As long as I have had Raina she has had issues with her skin. Everytime she starts scratching I treat her for mites and shes fine for so long. Well this time she has scratched herself raw. I have treat her for mites so fingers crossed it clears up. I wonder if there is something I can safely put on her to soothe her. Also I am starting to wonder is a change in food would make a difference? She is currently on pets at home stuff with the peanuts and sunflower seeds picked out. Her cage mate Katie is fine and always has been....


----------



## zany_toon (Jan 30, 2009)

There are a few of us on a mouse forum I'm on (including me  ) with the same problem just now. If you are wanting to try an exclusion diet you can, start with something like plain oats for a fortnight, then add one other food. Add a new food once every fortnight and if it sets her starting again remove the most recently added food. It would mean though that you will need to make your own mix - it could be that if it is an allergy to one of the foods in the mix that even one food being in contact with the allergen could set her off again. What have you tried to treat her with other mite treatments? Have you tried things like tea tree cream or aloe vera? There are also fungal treatments in the form of liquids from the vet on prescription (like surolan) and hormonal treatments - a few of my girls have had issues with this and a hormone tablet called Ovarid (again prescription only) has stopped them scratching although they still haven't grown their fur back.
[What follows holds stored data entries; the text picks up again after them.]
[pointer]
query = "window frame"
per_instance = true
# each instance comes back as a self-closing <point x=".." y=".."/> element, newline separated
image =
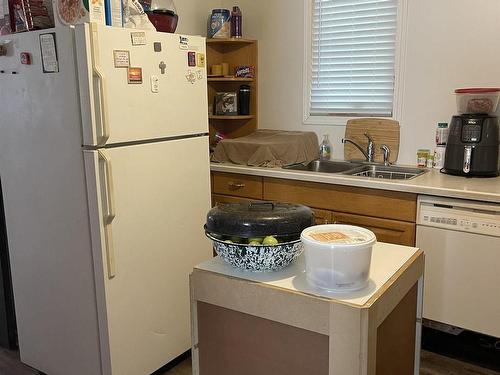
<point x="400" y="54"/>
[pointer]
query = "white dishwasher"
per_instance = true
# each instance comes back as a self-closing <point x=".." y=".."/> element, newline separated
<point x="461" y="241"/>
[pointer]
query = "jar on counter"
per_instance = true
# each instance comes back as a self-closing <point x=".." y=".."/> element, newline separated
<point x="439" y="153"/>
<point x="422" y="155"/>
<point x="442" y="133"/>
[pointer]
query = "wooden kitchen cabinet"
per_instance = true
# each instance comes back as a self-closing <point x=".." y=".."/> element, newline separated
<point x="235" y="52"/>
<point x="322" y="216"/>
<point x="250" y="323"/>
<point x="370" y="202"/>
<point x="390" y="215"/>
<point x="238" y="185"/>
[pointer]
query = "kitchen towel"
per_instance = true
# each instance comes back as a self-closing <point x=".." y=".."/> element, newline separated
<point x="269" y="148"/>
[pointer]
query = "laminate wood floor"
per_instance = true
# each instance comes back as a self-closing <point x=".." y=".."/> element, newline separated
<point x="431" y="364"/>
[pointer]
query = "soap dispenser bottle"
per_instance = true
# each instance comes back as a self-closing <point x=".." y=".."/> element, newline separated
<point x="325" y="148"/>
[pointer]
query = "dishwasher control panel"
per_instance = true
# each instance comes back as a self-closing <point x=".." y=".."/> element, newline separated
<point x="464" y="216"/>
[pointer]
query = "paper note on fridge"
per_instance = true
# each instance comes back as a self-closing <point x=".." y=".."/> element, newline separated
<point x="49" y="53"/>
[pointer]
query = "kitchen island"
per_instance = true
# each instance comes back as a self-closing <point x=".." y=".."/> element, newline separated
<point x="276" y="323"/>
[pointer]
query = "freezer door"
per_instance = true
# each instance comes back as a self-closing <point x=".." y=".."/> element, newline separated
<point x="140" y="85"/>
<point x="151" y="202"/>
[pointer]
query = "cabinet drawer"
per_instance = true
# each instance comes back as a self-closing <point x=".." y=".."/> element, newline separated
<point x="218" y="199"/>
<point x="322" y="216"/>
<point x="370" y="202"/>
<point x="391" y="231"/>
<point x="239" y="185"/>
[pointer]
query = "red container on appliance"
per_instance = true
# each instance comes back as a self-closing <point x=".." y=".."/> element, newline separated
<point x="163" y="20"/>
<point x="477" y="100"/>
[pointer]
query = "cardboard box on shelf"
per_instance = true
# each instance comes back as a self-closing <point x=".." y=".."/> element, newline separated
<point x="72" y="12"/>
<point x="26" y="15"/>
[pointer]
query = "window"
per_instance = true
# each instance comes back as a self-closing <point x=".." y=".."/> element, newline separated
<point x="351" y="59"/>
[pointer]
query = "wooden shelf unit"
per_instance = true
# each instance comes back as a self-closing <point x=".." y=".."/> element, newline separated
<point x="229" y="79"/>
<point x="235" y="52"/>
<point x="224" y="117"/>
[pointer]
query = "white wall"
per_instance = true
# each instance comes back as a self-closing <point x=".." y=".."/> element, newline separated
<point x="449" y="45"/>
<point x="193" y="15"/>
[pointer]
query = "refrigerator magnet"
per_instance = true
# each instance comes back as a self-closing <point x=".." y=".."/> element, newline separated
<point x="191" y="77"/>
<point x="192" y="59"/>
<point x="25" y="58"/>
<point x="162" y="67"/>
<point x="121" y="58"/>
<point x="134" y="75"/>
<point x="183" y="42"/>
<point x="200" y="60"/>
<point x="138" y="38"/>
<point x="155" y="84"/>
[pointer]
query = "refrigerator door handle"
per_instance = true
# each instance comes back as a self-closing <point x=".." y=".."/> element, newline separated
<point x="100" y="82"/>
<point x="109" y="215"/>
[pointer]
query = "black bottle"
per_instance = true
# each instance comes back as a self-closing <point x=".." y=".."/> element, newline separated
<point x="244" y="100"/>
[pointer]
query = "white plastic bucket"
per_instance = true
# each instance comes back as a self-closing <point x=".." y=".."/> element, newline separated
<point x="338" y="256"/>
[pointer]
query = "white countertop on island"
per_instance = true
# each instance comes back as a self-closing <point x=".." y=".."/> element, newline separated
<point x="387" y="260"/>
<point x="430" y="183"/>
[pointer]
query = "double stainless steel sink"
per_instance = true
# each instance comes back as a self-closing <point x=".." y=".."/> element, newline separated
<point x="367" y="170"/>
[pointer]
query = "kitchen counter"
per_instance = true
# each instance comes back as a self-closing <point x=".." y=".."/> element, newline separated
<point x="431" y="183"/>
<point x="275" y="322"/>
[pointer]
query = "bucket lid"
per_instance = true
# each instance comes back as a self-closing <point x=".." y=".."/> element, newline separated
<point x="256" y="219"/>
<point x="334" y="234"/>
<point x="477" y="90"/>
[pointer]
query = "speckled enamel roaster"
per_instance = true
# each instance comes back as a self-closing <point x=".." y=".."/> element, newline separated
<point x="258" y="258"/>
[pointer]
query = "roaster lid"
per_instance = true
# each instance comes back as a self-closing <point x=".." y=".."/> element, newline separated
<point x="256" y="219"/>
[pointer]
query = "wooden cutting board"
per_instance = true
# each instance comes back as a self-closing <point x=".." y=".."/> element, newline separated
<point x="382" y="131"/>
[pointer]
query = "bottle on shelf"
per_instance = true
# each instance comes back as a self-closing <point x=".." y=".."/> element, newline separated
<point x="236" y="21"/>
<point x="244" y="100"/>
<point x="442" y="133"/>
<point x="440" y="149"/>
<point x="325" y="148"/>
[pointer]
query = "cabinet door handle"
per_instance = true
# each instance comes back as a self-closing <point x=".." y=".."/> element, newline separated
<point x="236" y="185"/>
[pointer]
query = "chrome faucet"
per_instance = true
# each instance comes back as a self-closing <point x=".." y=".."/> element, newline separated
<point x="370" y="148"/>
<point x="387" y="153"/>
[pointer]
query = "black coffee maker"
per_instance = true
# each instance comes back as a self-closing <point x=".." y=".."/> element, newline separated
<point x="472" y="147"/>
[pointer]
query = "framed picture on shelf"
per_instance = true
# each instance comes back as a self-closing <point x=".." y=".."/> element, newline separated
<point x="226" y="104"/>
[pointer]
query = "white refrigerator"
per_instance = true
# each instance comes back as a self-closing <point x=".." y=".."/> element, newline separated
<point x="105" y="171"/>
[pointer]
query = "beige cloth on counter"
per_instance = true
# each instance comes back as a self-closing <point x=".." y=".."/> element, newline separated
<point x="269" y="148"/>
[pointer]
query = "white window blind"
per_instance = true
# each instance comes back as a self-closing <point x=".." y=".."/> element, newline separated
<point x="353" y="57"/>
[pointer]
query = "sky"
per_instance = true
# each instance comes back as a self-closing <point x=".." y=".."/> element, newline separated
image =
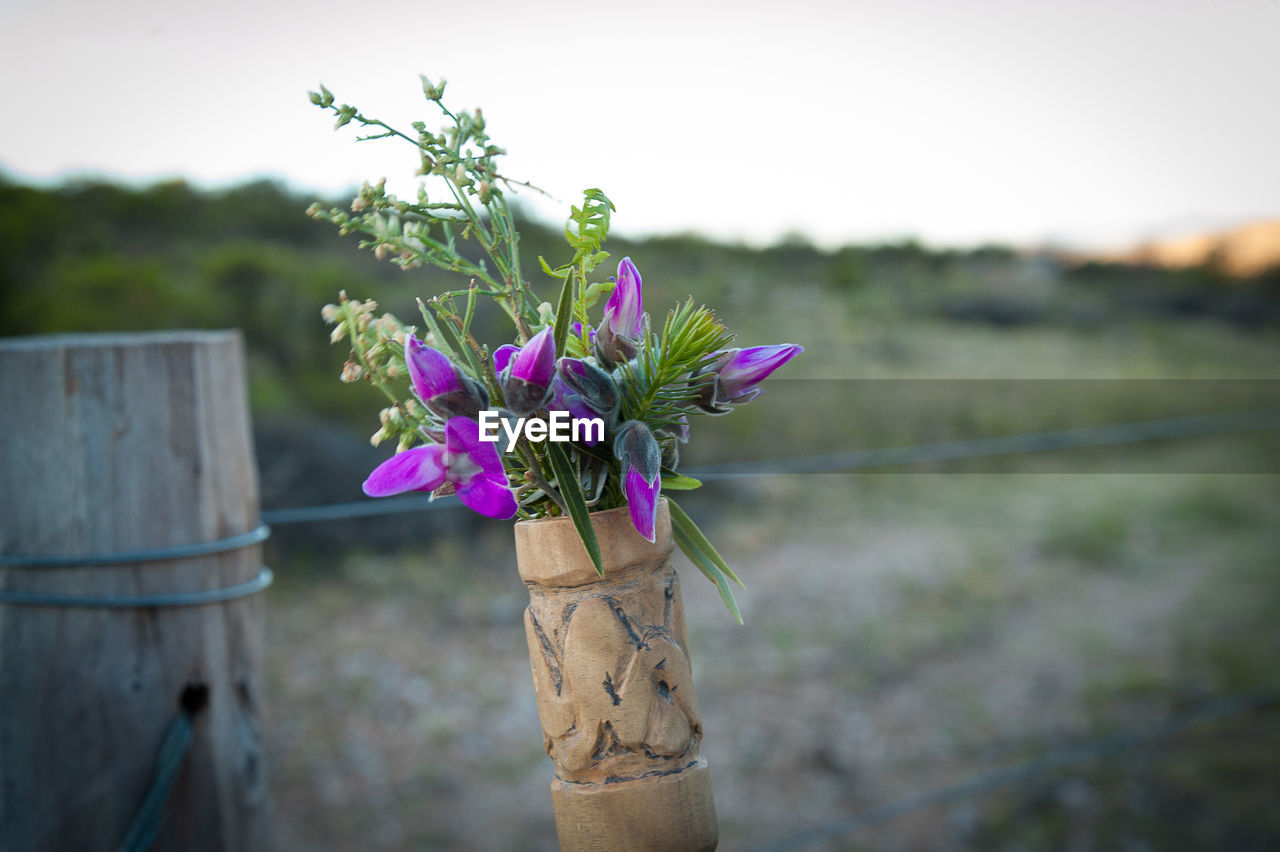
<point x="1082" y="124"/>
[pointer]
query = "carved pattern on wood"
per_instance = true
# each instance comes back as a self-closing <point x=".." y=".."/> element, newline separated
<point x="612" y="676"/>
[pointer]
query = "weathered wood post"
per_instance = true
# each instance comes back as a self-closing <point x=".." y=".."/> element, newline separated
<point x="113" y="445"/>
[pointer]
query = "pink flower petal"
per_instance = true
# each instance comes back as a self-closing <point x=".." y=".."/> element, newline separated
<point x="643" y="502"/>
<point x="462" y="438"/>
<point x="488" y="498"/>
<point x="502" y="356"/>
<point x="416" y="470"/>
<point x="429" y="371"/>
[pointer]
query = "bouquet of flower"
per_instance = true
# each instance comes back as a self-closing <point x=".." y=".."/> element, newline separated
<point x="584" y="411"/>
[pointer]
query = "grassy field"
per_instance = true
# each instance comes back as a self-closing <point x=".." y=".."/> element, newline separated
<point x="904" y="630"/>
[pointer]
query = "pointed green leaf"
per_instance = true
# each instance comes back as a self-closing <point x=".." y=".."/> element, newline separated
<point x="672" y="481"/>
<point x="703" y="554"/>
<point x="571" y="491"/>
<point x="547" y="268"/>
<point x="563" y="315"/>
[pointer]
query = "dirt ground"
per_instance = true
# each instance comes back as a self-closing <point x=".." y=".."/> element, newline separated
<point x="901" y="632"/>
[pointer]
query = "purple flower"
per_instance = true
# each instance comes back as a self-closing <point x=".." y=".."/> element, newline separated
<point x="535" y="361"/>
<point x="592" y="384"/>
<point x="466" y="462"/>
<point x="739" y="371"/>
<point x="624" y="312"/>
<point x="502" y="356"/>
<point x="526" y="372"/>
<point x="563" y="398"/>
<point x="444" y="389"/>
<point x="429" y="371"/>
<point x="625" y="321"/>
<point x="641" y="481"/>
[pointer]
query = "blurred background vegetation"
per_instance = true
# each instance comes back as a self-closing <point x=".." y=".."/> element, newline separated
<point x="904" y="628"/>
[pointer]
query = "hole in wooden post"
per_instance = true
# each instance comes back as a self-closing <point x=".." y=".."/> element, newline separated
<point x="193" y="697"/>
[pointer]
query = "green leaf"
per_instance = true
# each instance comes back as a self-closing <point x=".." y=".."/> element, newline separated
<point x="563" y="315"/>
<point x="672" y="481"/>
<point x="547" y="268"/>
<point x="703" y="554"/>
<point x="571" y="490"/>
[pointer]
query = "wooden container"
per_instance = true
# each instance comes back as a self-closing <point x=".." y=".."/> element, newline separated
<point x="124" y="443"/>
<point x="615" y="687"/>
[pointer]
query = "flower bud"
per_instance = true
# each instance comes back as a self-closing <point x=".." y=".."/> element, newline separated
<point x="593" y="385"/>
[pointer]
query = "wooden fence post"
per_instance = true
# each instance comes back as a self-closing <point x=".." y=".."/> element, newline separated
<point x="119" y="444"/>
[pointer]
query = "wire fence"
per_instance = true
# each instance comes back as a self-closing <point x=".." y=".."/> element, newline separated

Creams can attract their attention to the area causing them to scratch more so it is a bit of a fine line to tread but you may need to try everything. With my males I have found that athlete's foot powder (was advised to do this by the vet) has done wonders for 2 out of 3 affected by the OCD scratching. I have PMd you a forum address but here is what I posted about my own mice on another forum. Do they look similar to what is happening with Raina? (Note that the meeces below are all boys, all my girls responded to a hormone treatment, none of the boys did but you could try athlete''s foot powder then contact the vet about trying something else if you wanted. It might be worth asking the vet what they think though, especially if Raina has had the problem on and off the whole time you've had her.)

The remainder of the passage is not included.